MODERN languages in primary schools are being hampered by teachers' lack of time, training and subject knowledge, according to the interim evaluation of a Government project.
And where primaries are successful in introducing early languages some secondaries are failing to capitalise, an evaluation of 18 schemes has found.
The Good Practice Project was set up last September by the Department for Education and Employment to examine a variety of primary language projects which reflect the diversity of current provision and teaching models in England and Wales.
The schemes under investigation include the Sheffield multilingual city project which encourages primaries and early-years centres to teach additional languages, as well as initiatives in York, Surrey, Sandwell and Wrexham.
While much successful workhas been identified, common obstacles have also been found.
These include a shortage of time for languages in an already full curriculum and a lack of continuity and progression when children move from primary into secondary.

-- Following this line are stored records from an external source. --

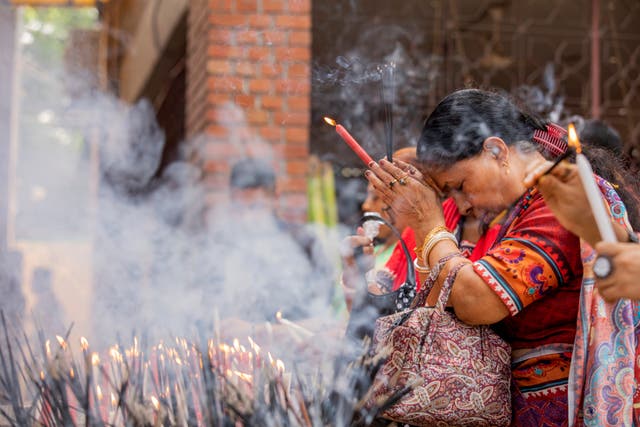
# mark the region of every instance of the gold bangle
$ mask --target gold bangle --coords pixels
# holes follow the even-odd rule
[[[440,231],[439,233],[434,234],[431,237],[431,240],[427,242],[421,254],[422,261],[425,264],[429,265],[429,255],[431,254],[431,251],[436,247],[438,243],[444,240],[451,240],[456,245],[456,247],[458,246],[458,239],[456,239],[456,236],[454,236],[453,233],[450,233],[448,231]]]
[[[413,268],[415,268],[415,270],[418,273],[421,273],[421,274],[429,274],[429,273],[431,273],[431,269],[429,267],[425,267],[424,265],[418,264],[418,258],[417,257],[413,259]]]
[[[427,235],[424,237],[424,240],[422,241],[422,245],[417,246],[415,248],[416,251],[416,255],[420,256],[422,254],[422,252],[424,252],[424,247],[427,245],[427,243],[429,243],[429,240],[431,240],[431,238],[437,234],[440,233],[442,231],[449,231],[447,229],[447,227],[445,227],[444,225],[438,225],[433,227],[428,233]]]

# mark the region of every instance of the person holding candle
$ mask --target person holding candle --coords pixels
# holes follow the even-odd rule
[[[494,325],[511,344],[518,426],[576,425],[591,415],[574,402],[581,396],[568,396],[583,279],[580,240],[536,188],[523,184],[528,165],[544,160],[533,142],[543,129],[505,96],[457,91],[431,113],[418,142],[418,160],[433,186],[402,162],[383,159],[366,174],[380,197],[407,218],[420,242],[420,265],[442,265],[432,294],[462,264],[449,305],[464,322]],[[404,185],[389,185],[401,179]],[[438,193],[453,197],[463,215],[472,213],[486,226],[501,224],[494,245],[477,261],[464,258],[446,230]],[[619,378],[632,376],[624,371]]]
[[[531,172],[525,178],[525,184],[536,183],[558,221],[594,247],[598,255],[609,257],[609,274],[606,277],[596,276],[596,286],[600,295],[609,302],[620,298],[640,300],[638,234],[624,221],[612,220],[617,242],[601,241],[593,215],[585,215],[585,212],[590,212],[590,206],[577,167],[563,162],[551,173],[544,174],[547,166],[545,162],[532,165]],[[618,189],[633,188],[633,176],[626,175],[625,183],[618,185]],[[628,212],[616,212],[619,218],[631,212],[631,207],[637,209],[633,200],[628,203]],[[634,228],[637,229],[637,226]]]

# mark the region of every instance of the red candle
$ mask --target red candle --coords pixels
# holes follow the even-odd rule
[[[358,157],[360,157],[360,160],[362,160],[365,165],[369,166],[369,164],[373,162],[371,156],[369,156],[367,152],[364,151],[364,148],[362,148],[360,144],[358,144],[358,141],[356,141],[355,138],[351,136],[351,134],[344,128],[344,126],[336,124],[336,121],[329,117],[325,117],[324,121],[329,123],[331,126],[336,127],[336,132],[338,132],[338,135],[342,137],[344,142],[346,142],[347,145],[351,147],[353,152],[356,153]]]

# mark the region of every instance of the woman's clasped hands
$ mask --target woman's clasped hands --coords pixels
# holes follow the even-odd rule
[[[414,230],[431,230],[444,224],[441,192],[413,165],[382,159],[369,165],[365,177],[394,213]]]

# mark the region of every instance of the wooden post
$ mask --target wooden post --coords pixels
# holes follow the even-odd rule
[[[600,0],[591,1],[591,117],[600,118]]]

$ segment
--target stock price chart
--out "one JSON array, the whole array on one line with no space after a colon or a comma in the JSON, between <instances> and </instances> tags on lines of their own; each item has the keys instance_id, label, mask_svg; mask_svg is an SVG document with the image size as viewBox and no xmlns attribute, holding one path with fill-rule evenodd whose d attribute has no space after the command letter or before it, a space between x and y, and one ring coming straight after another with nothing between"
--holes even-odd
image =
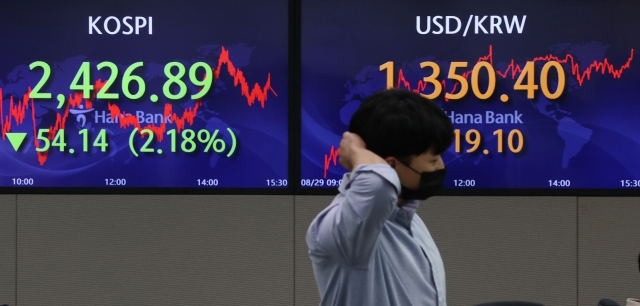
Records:
<instances>
[{"instance_id":1,"label":"stock price chart","mask_svg":"<svg viewBox=\"0 0 640 306\"><path fill-rule=\"evenodd\" d=\"M334 188L361 102L404 88L455 140L448 189L638 189L637 1L303 1L300 186Z\"/></svg>"},{"instance_id":2,"label":"stock price chart","mask_svg":"<svg viewBox=\"0 0 640 306\"><path fill-rule=\"evenodd\" d=\"M287 1L0 13L0 187L286 188Z\"/></svg>"}]
</instances>

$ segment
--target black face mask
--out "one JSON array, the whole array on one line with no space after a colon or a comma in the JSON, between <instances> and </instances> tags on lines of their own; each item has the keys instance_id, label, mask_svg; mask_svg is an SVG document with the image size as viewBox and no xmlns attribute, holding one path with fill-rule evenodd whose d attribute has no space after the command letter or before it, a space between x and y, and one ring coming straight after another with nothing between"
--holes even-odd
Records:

Teachers reported that they did not have enough time to plan work and attend training courses. Project evaluators also found that staffing difficulties - including poor language skills and rapid turnover - were limiting the schemes' success.
The Good Practice Project will run until March 2001 and is part of a DFEE initiative to develop and encourage early language learning being run by Cilt, the Centre for Information on Language Teaching and Research, an independent charitable trust supported by government grants.
The interim findings will be reported in September 2000.